Report from MediaPost
In Brief – The Supreme Court has agreed to hear a case that could clarify how a federal privacy law enacted in 1988 applies to modern online video services. The dispute centers on the Video Privacy Protection Act (VPPA), which was enacted after a video store disclosed the rental history of Supreme Court nominee Robert Bork and bars video rental companies from sharing consumers’ identifiable viewing information without consent.
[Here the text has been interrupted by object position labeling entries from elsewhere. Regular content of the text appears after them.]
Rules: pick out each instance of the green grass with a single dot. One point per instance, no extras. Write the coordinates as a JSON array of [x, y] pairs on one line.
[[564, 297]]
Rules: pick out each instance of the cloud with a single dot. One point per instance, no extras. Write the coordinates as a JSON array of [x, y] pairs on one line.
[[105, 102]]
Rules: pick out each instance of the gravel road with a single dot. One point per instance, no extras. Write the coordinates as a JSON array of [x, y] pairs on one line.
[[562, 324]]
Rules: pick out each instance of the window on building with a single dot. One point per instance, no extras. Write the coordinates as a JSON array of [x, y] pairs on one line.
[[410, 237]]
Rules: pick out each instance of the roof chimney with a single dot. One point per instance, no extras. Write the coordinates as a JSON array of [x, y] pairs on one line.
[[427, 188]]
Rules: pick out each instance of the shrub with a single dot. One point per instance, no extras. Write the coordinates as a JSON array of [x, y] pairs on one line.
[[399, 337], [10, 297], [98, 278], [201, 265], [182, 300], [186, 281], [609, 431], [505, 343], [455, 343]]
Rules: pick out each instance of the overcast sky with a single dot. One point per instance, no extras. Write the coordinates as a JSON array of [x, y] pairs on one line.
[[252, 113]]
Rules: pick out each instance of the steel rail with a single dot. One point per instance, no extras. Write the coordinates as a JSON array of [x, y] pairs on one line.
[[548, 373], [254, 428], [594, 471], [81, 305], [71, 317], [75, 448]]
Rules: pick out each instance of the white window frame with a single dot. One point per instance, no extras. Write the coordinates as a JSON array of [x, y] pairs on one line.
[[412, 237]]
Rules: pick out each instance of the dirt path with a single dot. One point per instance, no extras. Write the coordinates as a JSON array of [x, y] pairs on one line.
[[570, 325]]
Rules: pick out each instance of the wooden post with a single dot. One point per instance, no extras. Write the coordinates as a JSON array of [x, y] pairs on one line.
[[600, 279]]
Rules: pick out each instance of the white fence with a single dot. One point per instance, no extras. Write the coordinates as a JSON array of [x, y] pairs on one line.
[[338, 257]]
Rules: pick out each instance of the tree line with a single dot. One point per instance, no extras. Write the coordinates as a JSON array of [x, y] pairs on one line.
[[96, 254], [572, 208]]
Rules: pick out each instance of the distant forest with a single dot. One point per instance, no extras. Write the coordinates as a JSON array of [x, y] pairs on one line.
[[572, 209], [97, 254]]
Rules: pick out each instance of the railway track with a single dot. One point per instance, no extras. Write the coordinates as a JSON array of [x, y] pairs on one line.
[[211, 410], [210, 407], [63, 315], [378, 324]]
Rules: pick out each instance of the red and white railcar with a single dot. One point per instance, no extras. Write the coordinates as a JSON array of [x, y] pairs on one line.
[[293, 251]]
Although courts have generally agreed that the VPPA applies to online video services, they remain divided over key definitions, including who qualifies as a “consumer” and what accounts for “personally identifiable information”. The case before the Court stems from a 2022 lawsuit by Michael Salazar, who alleged that Paramount’s 247Sports.com violated the VPPA by sending his video-viewing data to Meta through the Meta Pixel. Both a federal district court and a divided Sixth Circuit panel ruled that VPPA protections apply only to people who subscribe to goods or services primarily involving audiovisual material, not newsletters. Other courts, however, have taken a broader view.
Context – A wave of VPPA class action lawsuits has been filed against companies with websites that include video clips and used embedded analytics tools like Meta’s Pixel. A 2024 decision by the Second Circuit Court of Appeals to reinstate a VPPA lawsuit against the NBA based on an expansive definition video “consumer” under the law gave life to other litigation, but several district judges in the Second Circuit have since rejected VPPA suits arguing that an “ordinary person” could not interpret the data, a position later backed by the same appeals court in a case targeting the NFL. The lawsuit against the NBA was then dismissed a second time, on the new grounds. The Supreme Court rejected the NBA’s appeal of initial Second Circuit appeals court ruling. In California, plaintiffs often allege that the Meta Pixel violates California’s pre-internet wiretap law as well. US District Judge Vince Chhabria threw out one such claim last year, described the state’s wiretap law as “a total mess,” and called for California lawmakers to rewrite it.